Some lattice-theoretical problems in the theory of groups

The study of group properties and group structure can proceed from various initial principles. Usually, properties of a group are obtained from the properties of its elements. However, in a number of investigations essentially the converse problems are solved: to study the influence of the properties of the set of all subgroups of a group on the properties of its elements. This explains to what extent purely set-theoretical operations given on the set of all subgroups of a group $G$ (this set forms a lattice $S(G)$) determine the properties of the group operation itself.
The investigation of connections between the structure of a group and the structure of its lattice of subgroups has become one of the main general approaches in the study of groups. There are many interesting results in this field, but also many important unsolved problems. These problems seem to be difficult, and apparently new ideas and mathematical techniques are needed for their solution.
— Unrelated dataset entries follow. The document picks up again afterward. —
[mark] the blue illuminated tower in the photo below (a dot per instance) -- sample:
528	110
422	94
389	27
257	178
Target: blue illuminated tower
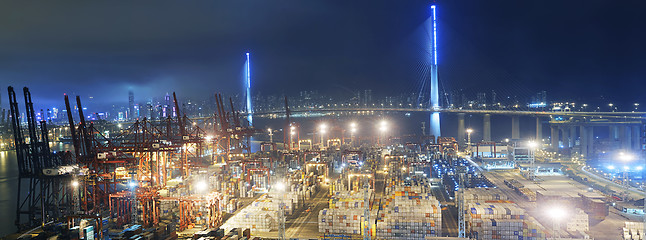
435	96
248	88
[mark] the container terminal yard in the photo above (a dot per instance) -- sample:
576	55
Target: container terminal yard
197	178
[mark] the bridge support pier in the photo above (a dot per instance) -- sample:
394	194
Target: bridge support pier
623	136
572	136
614	133
590	142
539	130
461	129
554	137
515	128
626	141
486	131
566	136
584	141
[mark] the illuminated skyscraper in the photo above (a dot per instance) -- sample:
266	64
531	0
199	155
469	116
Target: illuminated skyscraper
131	106
248	92
435	96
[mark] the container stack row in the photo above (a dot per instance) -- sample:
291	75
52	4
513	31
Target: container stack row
262	214
495	220
633	231
406	214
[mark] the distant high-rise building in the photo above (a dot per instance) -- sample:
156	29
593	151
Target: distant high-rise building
367	97
131	106
481	99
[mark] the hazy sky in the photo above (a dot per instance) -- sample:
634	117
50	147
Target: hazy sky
572	49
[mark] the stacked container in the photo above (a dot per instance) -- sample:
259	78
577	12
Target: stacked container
406	214
633	231
495	220
262	214
533	230
343	221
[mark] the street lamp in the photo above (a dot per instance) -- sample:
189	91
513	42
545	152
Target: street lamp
201	186
532	158
556	213
323	130
469	131
280	186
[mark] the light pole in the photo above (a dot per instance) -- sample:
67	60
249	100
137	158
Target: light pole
133	188
322	130
556	213
532	158
280	186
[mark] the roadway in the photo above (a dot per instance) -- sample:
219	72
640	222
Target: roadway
622	115
634	193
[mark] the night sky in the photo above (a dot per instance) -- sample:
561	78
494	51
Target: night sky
576	50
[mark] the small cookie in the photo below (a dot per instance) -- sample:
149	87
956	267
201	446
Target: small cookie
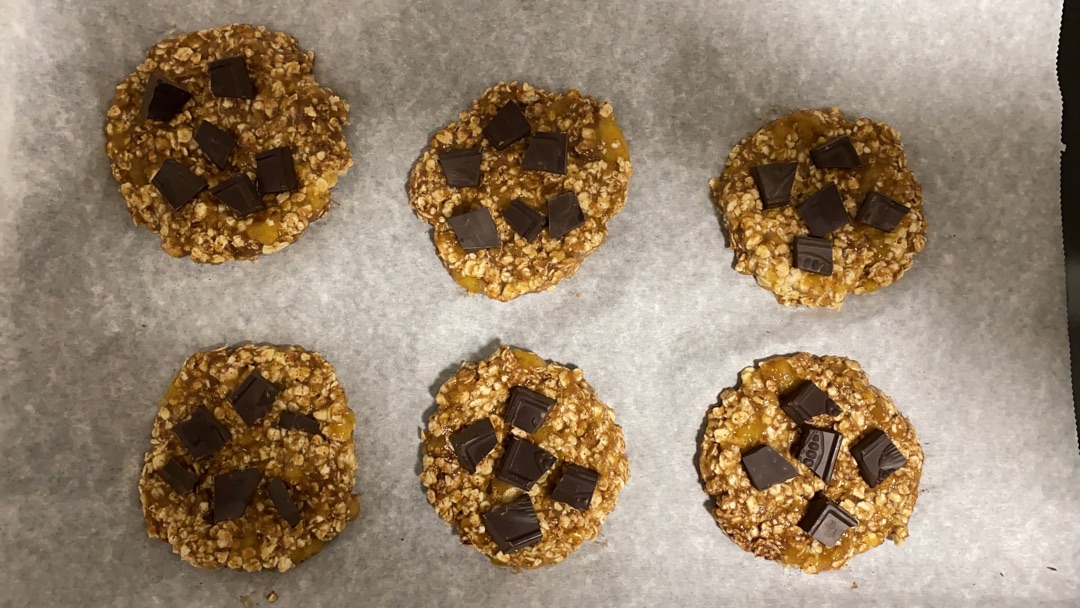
231	478
818	207
224	144
524	498
808	463
542	173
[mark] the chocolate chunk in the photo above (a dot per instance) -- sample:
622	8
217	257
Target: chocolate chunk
253	397
823	212
215	143
162	98
514	525
509	125
283	501
547	151
877	457
202	434
229	78
461	167
233	491
240	194
564	214
181	478
813	255
880	212
475	230
275	171
524	220
838	152
527	408
825	521
576	487
818	449
473	443
774	183
766	468
523	463
177	184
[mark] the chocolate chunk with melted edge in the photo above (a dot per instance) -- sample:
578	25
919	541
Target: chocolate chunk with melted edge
877	457
825	521
576	487
527	409
514	525
774	183
473	443
523	463
509	125
461	167
838	152
766	468
177	184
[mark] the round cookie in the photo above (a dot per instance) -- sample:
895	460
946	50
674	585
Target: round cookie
752	440
513	421
160	145
252	462
864	258
558	144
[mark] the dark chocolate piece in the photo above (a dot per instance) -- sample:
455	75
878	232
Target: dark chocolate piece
514	525
523	463
275	172
766	467
475	230
774	183
527	408
202	434
509	125
283	501
215	143
253	397
240	194
547	151
177	184
576	487
162	99
880	212
524	220
838	152
233	491
825	521
473	443
813	255
877	457
229	78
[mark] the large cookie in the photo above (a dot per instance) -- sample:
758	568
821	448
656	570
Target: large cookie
199	112
562	157
251	462
523	459
865	232
808	463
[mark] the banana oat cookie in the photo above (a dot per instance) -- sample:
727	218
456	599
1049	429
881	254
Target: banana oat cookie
252	462
818	206
224	145
521	188
808	463
523	459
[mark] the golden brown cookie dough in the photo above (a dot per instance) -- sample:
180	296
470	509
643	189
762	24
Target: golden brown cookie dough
320	470
579	430
766	522
289	109
864	258
597	171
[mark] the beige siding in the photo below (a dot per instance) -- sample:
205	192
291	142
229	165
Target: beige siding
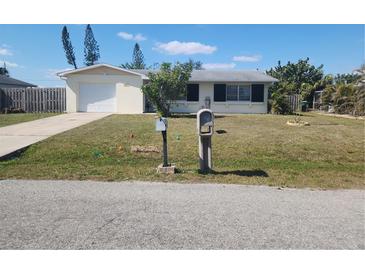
128	90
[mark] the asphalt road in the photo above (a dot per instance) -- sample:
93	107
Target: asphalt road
135	215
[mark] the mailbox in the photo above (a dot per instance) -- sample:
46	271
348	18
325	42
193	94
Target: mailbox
205	122
161	124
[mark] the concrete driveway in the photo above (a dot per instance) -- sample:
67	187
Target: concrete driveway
135	215
18	136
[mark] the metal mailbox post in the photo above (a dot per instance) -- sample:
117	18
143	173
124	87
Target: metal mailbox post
161	125
205	124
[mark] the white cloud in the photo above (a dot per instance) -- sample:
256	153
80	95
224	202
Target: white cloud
219	66
185	48
5	51
10	64
128	36
247	58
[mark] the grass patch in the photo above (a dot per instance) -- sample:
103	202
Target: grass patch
15	118
255	149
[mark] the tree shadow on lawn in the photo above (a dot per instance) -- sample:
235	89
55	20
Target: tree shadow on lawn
192	116
244	173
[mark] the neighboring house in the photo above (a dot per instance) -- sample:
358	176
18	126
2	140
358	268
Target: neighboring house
8	82
106	88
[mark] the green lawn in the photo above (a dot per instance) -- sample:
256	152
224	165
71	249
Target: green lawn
257	149
15	118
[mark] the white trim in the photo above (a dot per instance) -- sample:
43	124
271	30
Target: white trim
68	72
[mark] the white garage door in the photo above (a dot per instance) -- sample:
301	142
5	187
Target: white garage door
97	98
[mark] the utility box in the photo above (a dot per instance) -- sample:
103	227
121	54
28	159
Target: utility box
205	122
205	126
161	124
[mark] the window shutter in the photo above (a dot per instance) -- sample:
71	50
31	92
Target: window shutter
219	92
192	92
257	93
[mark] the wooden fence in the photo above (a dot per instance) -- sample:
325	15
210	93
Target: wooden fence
295	102
33	99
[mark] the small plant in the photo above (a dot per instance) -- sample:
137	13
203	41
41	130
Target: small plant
280	104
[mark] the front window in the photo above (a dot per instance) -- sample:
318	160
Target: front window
232	94
238	93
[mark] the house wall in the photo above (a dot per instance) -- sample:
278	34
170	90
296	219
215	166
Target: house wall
128	90
207	89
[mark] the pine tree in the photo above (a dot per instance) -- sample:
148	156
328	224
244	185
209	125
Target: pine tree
4	71
91	48
137	59
67	46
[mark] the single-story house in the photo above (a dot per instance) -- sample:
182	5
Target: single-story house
106	88
8	82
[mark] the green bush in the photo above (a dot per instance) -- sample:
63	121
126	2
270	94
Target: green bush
280	104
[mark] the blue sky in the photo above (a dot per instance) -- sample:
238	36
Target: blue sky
34	52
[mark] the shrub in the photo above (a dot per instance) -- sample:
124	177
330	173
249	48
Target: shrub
280	104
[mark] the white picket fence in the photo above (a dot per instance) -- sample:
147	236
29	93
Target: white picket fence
33	99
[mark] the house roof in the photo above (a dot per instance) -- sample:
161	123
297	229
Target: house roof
224	76
196	75
8	81
73	71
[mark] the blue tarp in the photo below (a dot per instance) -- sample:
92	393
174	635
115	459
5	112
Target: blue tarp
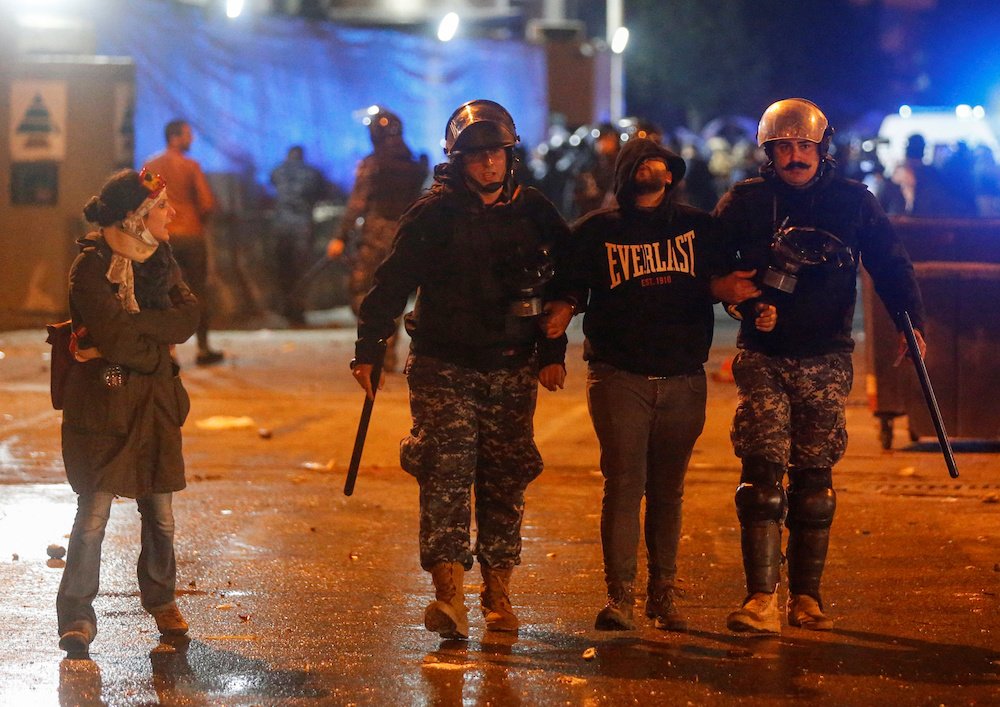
254	86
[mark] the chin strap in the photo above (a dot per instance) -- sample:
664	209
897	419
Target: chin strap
490	188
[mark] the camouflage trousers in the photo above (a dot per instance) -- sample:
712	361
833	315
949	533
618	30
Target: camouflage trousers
471	430
791	410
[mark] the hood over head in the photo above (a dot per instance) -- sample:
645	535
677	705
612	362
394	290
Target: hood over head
634	153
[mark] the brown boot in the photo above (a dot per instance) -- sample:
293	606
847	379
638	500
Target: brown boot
805	612
661	606
617	614
447	615
495	599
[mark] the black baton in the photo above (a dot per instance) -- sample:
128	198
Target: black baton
366	416
925	384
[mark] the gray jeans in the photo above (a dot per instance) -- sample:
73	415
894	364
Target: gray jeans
647	428
156	568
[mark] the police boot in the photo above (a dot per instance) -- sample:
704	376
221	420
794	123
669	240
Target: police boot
447	615
495	599
759	614
760	505
661	605
811	506
618	612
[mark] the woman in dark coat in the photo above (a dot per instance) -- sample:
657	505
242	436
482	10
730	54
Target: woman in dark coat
124	401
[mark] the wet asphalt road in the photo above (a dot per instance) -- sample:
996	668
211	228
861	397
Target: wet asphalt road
298	595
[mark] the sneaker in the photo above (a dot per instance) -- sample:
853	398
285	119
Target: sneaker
74	641
759	614
616	614
805	612
209	357
169	620
661	608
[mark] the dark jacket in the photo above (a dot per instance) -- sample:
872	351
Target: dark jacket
126	440
647	274
817	317
464	259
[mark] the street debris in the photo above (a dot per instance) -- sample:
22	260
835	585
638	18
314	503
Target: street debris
317	466
224	422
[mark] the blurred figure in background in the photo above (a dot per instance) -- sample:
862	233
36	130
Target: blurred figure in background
387	181
193	203
923	189
298	186
594	182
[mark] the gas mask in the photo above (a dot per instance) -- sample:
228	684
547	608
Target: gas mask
795	248
524	278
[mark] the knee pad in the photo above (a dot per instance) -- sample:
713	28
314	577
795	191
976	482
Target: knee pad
811	498
758	470
760	503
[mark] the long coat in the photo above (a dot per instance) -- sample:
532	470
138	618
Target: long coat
125	440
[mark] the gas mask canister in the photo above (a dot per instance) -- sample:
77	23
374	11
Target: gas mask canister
796	248
525	277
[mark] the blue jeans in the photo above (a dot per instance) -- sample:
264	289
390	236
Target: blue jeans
156	569
647	428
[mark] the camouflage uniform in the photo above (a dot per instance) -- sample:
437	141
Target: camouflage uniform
472	366
794	381
792	410
470	428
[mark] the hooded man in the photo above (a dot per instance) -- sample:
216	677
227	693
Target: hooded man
647	266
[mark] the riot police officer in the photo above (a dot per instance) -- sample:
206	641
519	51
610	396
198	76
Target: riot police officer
804	230
481	253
The present survey (without claiming to exhaust the whole material) is devoted to the so-called lattice-theoretical questions of group theory and contains recent results. The main attention is given to infinite groups. The structures of various classes of finite groups, their lattice isomorphisms and homomorphisms, and many related questions are treated in Suzuki's comprehensive monograph [1]. General surveys of the results (up to 1961) for infinite soluble, nilpotent and radical groups are contained in the papers of Kontorovich, Pekelis, and Starostin [2] and Plotkin [3]. Finally, the basic notions (for group theory see [4], [5], for lattice theory [6]) and a brief survey of results in this field are contained in the new edition of Kurosh's monograph [5] Under the circumstances there is naturally some overlap between this work and the above articles. This can be justified by the intention to make the report as complete as possible.